A few yearn for a path to liberation but do not know where to find one. It was precisely to offer such a path that the Buddha has appeared in our midst.



(1) Aging and Death

“Venerable sir, is anyone who is born free from aging and death?”
“Great king, no one who is born is free from aging and death. Even those affluent khattiyas—rich, with great wealth and property, with abundant gold and silver, abundant treasures and commodities, abundant wealth and grain—because they have been born, are not free from aging and death. Even those affluent brahmins … affluent householders—rich … with abundant wealth and grain—because they have been born, are not free from aging and death. Even those monks who are arahants, whose taints are destroyed, who have lived the holy life, done what had to be done, laid down the burden, reached their own goal, utterly destroyed the fetters of existence, and are completely liberated through final knowledge: even for them this body is subject to breaking up, subject to being laid down"

“The beautiful chariots of kings wear out,
This body too undergoes decay.
But the Dhamma of the good does not decay:
So the good proclaim along with the good.”

(2) The Simile of the Mountain

"I have been engaged in those affairs of kingship, with the intoxication of sovereignty, who are obsessed by greed for sensual pleasures."
"As aging and death are rolling in on me, venerable sir, what else should be done but to live by the Dhamma, to live righteously, and to do wholesome and meritorious deeds?"

“Venerable sir, kings intoxicated with the intoxication of sovereignty, obsessed by greed for sensual pleasures, who have attained stable control in their country and rule over a great sphere of territory, conquer by means of elephant battles, cavalry battles, chariot battles, and infantry battles; but there is no hope of victory by such battles, no chance of success, when aging and death are rolling in. In this royal court, venerable sir, there are counselors who, when the enemies arrive, are capable of dividing them by subterfuge; but there is no hope of victory by subterfuge, no chance of success, when aging and death are rolling in. In this royal court, venerable sir, there exists abundant bullion and gold stored in vaults and lofts, and with such wealth we are capable of mollifying the enemies when they come; but there is no hope of victory by wealth, no chance of success, when aging and death are rolling in. As aging and death are rolling in on me, venerable sir, what else should I do but live by the Dhamma, live righteously, and do wholesome and meritorious deeds?”
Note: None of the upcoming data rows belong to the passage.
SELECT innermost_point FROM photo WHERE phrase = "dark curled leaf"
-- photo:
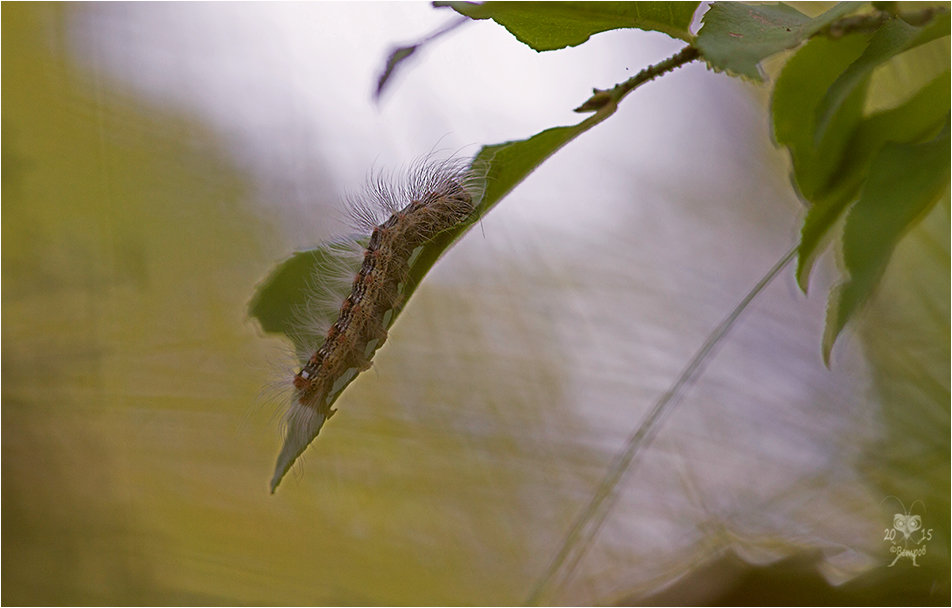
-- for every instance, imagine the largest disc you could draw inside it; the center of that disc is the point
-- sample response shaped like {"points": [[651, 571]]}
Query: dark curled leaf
{"points": [[402, 53]]}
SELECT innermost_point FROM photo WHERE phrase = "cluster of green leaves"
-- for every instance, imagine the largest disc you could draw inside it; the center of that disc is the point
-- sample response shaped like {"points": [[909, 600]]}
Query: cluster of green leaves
{"points": [[881, 171]]}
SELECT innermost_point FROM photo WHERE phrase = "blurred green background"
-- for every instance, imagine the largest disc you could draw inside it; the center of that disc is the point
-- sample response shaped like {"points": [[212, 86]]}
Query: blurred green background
{"points": [[136, 449]]}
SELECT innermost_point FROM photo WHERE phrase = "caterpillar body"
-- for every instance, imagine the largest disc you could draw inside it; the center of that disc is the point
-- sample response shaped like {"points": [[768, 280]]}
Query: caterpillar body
{"points": [[436, 196]]}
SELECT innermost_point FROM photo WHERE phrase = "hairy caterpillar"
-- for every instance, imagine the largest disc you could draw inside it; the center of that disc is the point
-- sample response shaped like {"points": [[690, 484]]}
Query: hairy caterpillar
{"points": [[401, 218]]}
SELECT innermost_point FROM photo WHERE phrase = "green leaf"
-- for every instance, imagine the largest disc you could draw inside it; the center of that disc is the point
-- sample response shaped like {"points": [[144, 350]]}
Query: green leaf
{"points": [[893, 38], [905, 181], [919, 117], [736, 37], [800, 87], [547, 26], [282, 296]]}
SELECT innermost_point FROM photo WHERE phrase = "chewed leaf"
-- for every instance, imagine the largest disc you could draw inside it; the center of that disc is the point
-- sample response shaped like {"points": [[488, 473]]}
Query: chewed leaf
{"points": [[737, 36], [547, 26], [905, 181], [284, 294]]}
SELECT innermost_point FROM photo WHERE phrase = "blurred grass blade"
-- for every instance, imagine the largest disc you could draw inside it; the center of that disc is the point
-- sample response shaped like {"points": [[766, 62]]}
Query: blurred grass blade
{"points": [[585, 528]]}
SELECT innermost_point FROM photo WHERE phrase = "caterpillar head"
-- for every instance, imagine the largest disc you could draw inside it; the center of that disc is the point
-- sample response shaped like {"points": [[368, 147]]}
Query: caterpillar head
{"points": [[907, 524]]}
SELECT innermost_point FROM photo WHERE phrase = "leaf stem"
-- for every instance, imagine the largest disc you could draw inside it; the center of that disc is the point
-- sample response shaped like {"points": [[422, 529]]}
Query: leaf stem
{"points": [[601, 97], [590, 520]]}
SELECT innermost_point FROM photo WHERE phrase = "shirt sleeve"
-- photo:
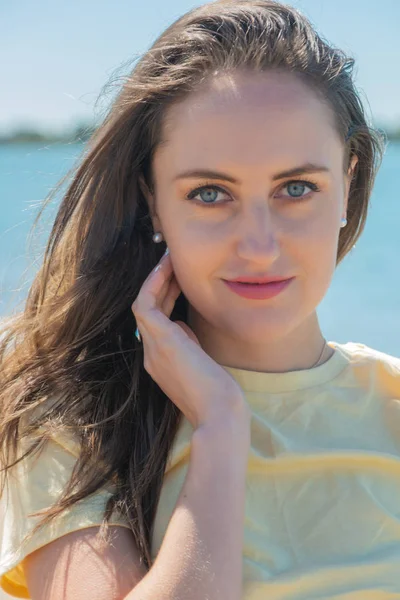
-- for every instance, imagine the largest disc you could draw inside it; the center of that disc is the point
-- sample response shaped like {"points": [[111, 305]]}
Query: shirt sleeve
{"points": [[33, 484]]}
“Just as mountains of solid rock,
Massive, reaching to the sky,
Might draw together from all sides,
Crushing all in the four quarters—
So aging and death come
Rolling over living beings—

They spare none along the way
But come crushing everything.

“There’s no hope there for victory
By elephant troops, chariots, and infantry.
One can’t defeat them by subterfuge,
Or buy them off by means of wealth.

“Therefore a person of wisdom here,
Out of regard for his own good,
Steadfast, should settle faith
In the Buddha, Dhamma, and Saṅgha.

“When one conducts oneself by Dhamma
With body, speech, and mind,
They praise one here in the present life,
And after death one rejoices in heaven.”

(3) The Divine Messengers

There is a person of bad conduct in body, speech, and mind. On the dissolution of the body, after death, he is reborn in the plane of misery, in a bad destination, in a lower world, in hell.
There the warders of hell seize him by both arms and take him before Yama, the Lord of Death:
This man, your majesty, had no respect for father and mother, nor for ascetics and brahmins, nor did he honor the elders of the family. May your majesty inflict due punishment on him!